Adverse childhood experience is, of course, universal. The big question is how grave and multifarious the adversity was, or has been.
A landmark study in 1998, conducted by Dr Vincent Felitti, sought to measure this by pinpointing seven types of negative experiences – including physical, verbal or sexual abuse, divorce, and domestic abuse or mental illness in the household – and surveying 17,000 adults on how many they had been exposed to.
Two-thirds of participants reported at least one Ace and more than 20% had experienced three or more. Researchers found that Aces increased risk for everything from depression, suicide and drug abuse to cancer, liver disease and obesity. The higher the Ace score, the greater the risk.

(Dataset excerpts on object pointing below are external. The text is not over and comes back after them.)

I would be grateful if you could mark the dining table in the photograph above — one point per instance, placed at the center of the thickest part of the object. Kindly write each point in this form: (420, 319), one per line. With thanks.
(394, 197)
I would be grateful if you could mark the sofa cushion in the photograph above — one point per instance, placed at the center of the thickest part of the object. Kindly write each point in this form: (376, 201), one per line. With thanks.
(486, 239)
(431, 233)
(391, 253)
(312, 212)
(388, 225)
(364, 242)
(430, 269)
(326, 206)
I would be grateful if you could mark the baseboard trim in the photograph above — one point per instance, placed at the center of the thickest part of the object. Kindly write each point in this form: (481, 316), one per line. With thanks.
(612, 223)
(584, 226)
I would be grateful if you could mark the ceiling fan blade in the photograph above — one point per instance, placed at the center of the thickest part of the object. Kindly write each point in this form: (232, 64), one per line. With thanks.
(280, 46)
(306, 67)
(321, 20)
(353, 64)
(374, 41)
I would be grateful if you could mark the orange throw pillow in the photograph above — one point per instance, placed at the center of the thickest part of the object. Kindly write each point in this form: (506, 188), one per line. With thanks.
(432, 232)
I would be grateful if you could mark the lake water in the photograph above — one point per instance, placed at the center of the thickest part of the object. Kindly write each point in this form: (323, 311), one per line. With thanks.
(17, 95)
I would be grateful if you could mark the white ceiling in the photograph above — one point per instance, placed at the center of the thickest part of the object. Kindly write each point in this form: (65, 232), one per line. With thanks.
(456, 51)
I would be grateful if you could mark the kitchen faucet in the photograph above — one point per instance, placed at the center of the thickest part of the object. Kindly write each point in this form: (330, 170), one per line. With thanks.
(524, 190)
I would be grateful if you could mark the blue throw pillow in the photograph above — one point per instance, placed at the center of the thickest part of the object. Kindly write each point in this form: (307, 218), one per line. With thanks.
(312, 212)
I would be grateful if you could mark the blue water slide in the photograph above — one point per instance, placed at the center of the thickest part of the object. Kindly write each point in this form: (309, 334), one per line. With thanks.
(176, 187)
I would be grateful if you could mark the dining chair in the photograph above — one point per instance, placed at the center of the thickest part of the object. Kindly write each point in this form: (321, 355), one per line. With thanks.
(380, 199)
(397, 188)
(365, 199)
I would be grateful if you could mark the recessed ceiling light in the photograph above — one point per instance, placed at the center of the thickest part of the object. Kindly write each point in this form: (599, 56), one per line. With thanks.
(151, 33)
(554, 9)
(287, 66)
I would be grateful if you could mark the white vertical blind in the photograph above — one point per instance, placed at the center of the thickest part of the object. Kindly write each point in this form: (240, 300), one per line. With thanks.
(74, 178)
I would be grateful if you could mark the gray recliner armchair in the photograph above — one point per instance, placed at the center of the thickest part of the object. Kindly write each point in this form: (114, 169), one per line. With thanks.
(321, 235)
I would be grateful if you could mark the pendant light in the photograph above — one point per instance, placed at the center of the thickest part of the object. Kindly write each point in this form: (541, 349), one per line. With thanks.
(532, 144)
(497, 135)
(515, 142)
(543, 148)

Since then, the Felitti Ace study has been reproduced many times over, and research has continued to link Aces with a range of short- and long-term health and behavioural problems. One US study showed that, from 2011 to 2014, more than 60% of adults from 23 states reported having at least one adverse childhood experience and 25% reported three or more Aces.
Left unaddressed, childhood trauma has been found to more than double an individual’s risk for asthma, auto-immune disease, chronic lung disease and cancer, and cut their life expectancy by decades. Aces have also been linked to an increased likelihood of physical and sexual violence.

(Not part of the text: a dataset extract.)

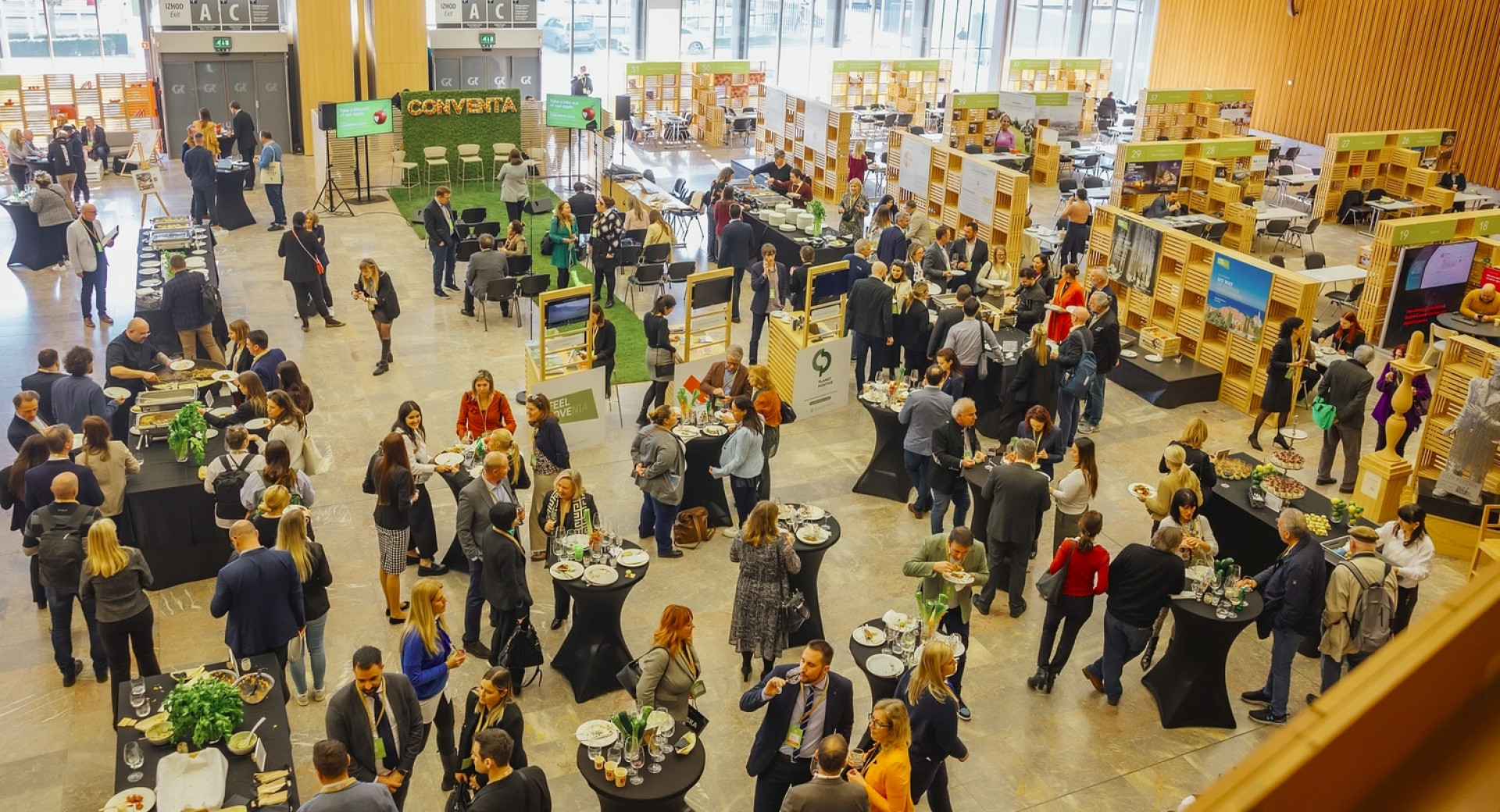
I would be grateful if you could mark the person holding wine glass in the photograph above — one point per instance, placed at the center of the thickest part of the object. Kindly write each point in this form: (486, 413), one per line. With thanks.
(885, 771)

Studies have also been done in the UK. A 2016 study found that nearly half of English adults surveyed reported at least one Ace, and 8% reported four or more.
A 2017 public health England document found that people who had experienced four or more Aces were four times more likely to be a high-risk drinker, six times more likely to have had sex under 16 years of age, and 16 times more likely to have used heroin or crack cocaine.